I have an investment mobile home built in 1972 which I paid $2,000 for sitting on an empty storage lot next to boats, vehicles and other trailers. I spent the summer remodeling it at a cost of $8600. I am a licensed and insured general contractor. 4 weeks ago a tree pruning contractor fell a big one right in the middle of it, cutting it half and totaling it as well as totaling several other's vehicles, trailers and boats. This contractor was insured. However, his insurance company is insisting on ACV (Actual Cash Value) for the trailer only not including any renovations, to a total estimate of: $2800 (estimated via NADA in "Excellent" condition)

They won't negotiate. Who do I sue in small claims court for the depreciated value of the renovations? The contractor or his insurance company?

State: Montana

1 Answer 1


You sue BOTH the contractor AND his insurance company.

Your interest is in being made whole. It doesn't matter who pays you — whether the contractor pays or the insurance company pays. As long as you are made whole. One scenario you want to avoid is holding a judgment against a contractor who doesn't have the money to pay you then turns around and claims bankruptcy or skips town. That's why you sue both. You want to have a judgment against the insurance company too in case the contractor can not or does not pay you.

Also, check your jurisdiction but you might need to sue in Circuit Court because the limit of jurisdiction for small claims court might be set at $5,000 as it is in many jurisdictions.

You should sue for the highest amount possible. Then negotiate downward if warranted. Your invoices for materials and labor from your recent renovations and any photographs you might have taken would be your evidence to support your claim exceeding the ACV.

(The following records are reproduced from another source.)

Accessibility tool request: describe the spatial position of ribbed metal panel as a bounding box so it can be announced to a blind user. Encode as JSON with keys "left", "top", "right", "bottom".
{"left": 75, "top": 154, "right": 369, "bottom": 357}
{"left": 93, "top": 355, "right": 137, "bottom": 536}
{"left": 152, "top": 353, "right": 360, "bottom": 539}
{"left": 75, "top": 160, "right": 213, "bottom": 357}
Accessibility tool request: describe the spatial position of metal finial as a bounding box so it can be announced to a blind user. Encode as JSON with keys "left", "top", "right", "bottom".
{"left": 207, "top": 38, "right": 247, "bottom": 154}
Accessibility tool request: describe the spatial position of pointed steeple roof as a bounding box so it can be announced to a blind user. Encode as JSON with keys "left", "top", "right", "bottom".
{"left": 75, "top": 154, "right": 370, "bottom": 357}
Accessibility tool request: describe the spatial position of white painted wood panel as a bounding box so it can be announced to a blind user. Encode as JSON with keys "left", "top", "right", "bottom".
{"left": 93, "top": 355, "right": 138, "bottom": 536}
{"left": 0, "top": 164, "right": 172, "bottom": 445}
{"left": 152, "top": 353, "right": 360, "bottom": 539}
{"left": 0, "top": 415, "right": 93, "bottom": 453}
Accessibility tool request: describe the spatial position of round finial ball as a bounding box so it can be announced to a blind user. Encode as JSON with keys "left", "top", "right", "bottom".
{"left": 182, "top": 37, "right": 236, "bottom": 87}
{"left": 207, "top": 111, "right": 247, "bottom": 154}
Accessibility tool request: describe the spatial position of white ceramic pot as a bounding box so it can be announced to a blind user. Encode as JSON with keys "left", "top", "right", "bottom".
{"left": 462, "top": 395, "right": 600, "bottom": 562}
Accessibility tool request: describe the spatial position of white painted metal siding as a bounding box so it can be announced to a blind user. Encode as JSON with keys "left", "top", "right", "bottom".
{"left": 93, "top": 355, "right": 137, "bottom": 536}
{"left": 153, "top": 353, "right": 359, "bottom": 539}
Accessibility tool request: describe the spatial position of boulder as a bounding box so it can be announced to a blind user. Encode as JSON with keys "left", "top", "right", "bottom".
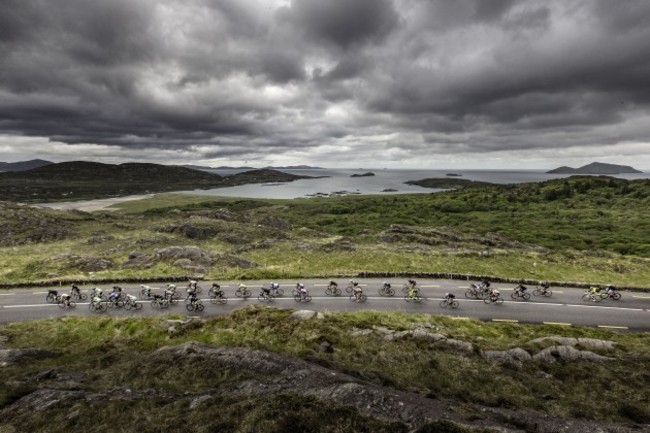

If you sue them, they will negotiate.

  • I have the documentation and photos. The small claims court limit is $12k in my county. So, would I name both parties in one suit?
    – maplemale
    Commented Dec 10, 2015 at 19:40
  • 4
    @maplemale: Yes, you can sue multiple parties simultaneously. In the same complaint (suit). Please run this by an attorney first and get some paid legal advice. Don't confuse anything you see on this site with legal advice. It's worth exactly what you are paying for it. Nothing. Commented Dec 10, 2015 at 19:50
  • I believe this advice to be sound based on the results I received. After much back and forth, we came down to: Either give us a better offer, or face a court filing (and we named both the insurance company and the insured in the letter). In the end, we settled out of court for nearly 4x original offer amount. Some things that helped: We contacted the state insurance commissioner. We sent comps for other trailers. We kept a level, non-emotional head thru it all and came to logical if, then else conclusions.